Rick Rieder Profile picture
@BlackRock CIO of Global Fixed Income | Emory and Wharton Alum | Go Orioles! Lead PM for BINC, BSIIX, MALOX, MAWIX Content intended for a U.S. audience

Jul 11, 2022, 11 tweets

The #JobsReport came in at 372,000 jobs gained, the #unemployment rate at 3.6%, which was coupled with #wage growth of 5.1% year-over-year: all solid numbers in a historic context.

Still, when taken in the context of much of the #economic data coming in, last week’s #employment report reemphasized two key tenets of the economy and consequently of #investment markets: 1) the U.S., and indeed the global economy, is tangibly slowing…

…and 2) we are probably past the #employment peak and will likely witness #LaborMarket slowing in the back half of the year.

As the #economy emerges from Covid, the number of employers looking for help has been extremely high across virtually every #industry, and in virtually record amounts across industries, but we are clearly in the process of a state of change.

Indeed, the leisure and hospitality (67,000), professional and #business services (74,000) and goods-producing (48,000) sectors have displayed a decent decline in #hiring versus their 12-month averages of 134,000, 99,000, and 72,000, respectively…

...depicting a reduced need for people, with some #HiringFreezes, and for the first time in a while, tangible #layoffs across these and other industries.

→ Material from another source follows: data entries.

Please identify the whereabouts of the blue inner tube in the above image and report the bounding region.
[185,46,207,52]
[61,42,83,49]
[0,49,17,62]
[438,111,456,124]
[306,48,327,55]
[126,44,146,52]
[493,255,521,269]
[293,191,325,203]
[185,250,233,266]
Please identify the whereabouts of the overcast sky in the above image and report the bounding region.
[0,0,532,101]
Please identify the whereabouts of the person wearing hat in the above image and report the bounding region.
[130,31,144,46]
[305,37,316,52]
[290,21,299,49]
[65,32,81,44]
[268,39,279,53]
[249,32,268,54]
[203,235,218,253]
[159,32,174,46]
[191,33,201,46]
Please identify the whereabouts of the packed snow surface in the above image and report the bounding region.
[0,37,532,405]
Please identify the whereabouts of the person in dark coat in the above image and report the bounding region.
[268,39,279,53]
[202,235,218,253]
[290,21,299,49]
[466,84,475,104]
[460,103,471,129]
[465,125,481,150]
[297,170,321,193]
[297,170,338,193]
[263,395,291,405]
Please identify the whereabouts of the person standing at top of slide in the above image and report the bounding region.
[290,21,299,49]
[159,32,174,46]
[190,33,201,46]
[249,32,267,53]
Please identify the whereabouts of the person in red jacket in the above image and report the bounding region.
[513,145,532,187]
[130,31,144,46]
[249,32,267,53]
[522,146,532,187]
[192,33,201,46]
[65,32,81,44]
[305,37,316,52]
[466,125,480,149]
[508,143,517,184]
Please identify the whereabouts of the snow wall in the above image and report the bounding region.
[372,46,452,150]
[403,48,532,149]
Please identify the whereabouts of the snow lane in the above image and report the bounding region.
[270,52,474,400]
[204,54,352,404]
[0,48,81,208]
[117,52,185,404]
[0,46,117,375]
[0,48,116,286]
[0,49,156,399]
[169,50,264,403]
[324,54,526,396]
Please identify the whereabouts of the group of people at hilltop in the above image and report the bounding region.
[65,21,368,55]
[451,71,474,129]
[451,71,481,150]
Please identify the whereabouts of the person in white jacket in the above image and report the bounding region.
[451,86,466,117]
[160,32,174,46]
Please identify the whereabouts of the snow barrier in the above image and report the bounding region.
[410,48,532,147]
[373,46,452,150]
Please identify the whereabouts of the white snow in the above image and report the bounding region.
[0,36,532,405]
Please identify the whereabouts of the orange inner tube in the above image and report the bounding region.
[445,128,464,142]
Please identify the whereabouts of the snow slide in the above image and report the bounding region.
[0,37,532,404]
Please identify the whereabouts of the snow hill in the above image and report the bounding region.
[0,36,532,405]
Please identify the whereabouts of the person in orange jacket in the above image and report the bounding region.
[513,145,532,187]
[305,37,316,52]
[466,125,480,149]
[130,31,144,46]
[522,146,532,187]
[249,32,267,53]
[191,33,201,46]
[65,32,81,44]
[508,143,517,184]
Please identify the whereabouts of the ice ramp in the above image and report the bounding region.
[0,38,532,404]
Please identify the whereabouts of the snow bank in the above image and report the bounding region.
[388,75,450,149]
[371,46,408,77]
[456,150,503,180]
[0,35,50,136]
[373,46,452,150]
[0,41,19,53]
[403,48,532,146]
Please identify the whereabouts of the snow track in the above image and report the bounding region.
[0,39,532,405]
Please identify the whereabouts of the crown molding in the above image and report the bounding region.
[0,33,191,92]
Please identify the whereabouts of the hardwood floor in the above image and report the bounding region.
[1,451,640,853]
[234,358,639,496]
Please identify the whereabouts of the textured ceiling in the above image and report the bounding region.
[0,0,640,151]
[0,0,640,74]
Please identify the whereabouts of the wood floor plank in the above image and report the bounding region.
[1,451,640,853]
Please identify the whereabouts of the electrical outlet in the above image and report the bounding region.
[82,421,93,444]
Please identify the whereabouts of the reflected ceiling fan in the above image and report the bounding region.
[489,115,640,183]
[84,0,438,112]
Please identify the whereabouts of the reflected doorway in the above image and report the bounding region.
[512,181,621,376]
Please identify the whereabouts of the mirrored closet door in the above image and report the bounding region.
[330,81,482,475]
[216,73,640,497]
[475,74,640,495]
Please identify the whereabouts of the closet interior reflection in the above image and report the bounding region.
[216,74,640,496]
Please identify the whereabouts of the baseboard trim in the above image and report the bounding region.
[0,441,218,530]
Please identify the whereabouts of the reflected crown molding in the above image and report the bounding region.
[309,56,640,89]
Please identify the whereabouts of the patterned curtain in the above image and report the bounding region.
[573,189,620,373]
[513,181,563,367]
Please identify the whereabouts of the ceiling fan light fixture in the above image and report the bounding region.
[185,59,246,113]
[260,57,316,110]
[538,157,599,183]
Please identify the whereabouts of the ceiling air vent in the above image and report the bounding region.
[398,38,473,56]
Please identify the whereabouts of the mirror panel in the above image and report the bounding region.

We suggested last month that we had seen the last very strong #payroll print for the foreseeable future, and while last week’s number displayed the resilience of labor #markets

…we continue to hold to the thesis of an #economy that is not only slowing, but one with many #companies increasingly uncertain as to near-to-intermediate term prospects for top line #revenues.

Further, there is also a likely tangible squeezing of their #ProfitMargins (and #earnings), which places a great emphasis on cost management and greater selectivity across hiring requirements.

Indeed, we think that we will see #JobsReports that start to disappoint, alongside of a #Fed that has indicated that #inflation-curtailment is its primary objective; with willingness to allow a “still hot” job market to substantially cool, even to the point of net job losses.

From the standpoint of #MonetaryPolicy, last week’s report is clearly strong enough to allow the #Fed to hike rates 75 bps in July and probably 50 bps in September, but the pace of #tightening should slow dramatically alongside of a tangibly slowing U.S. economy.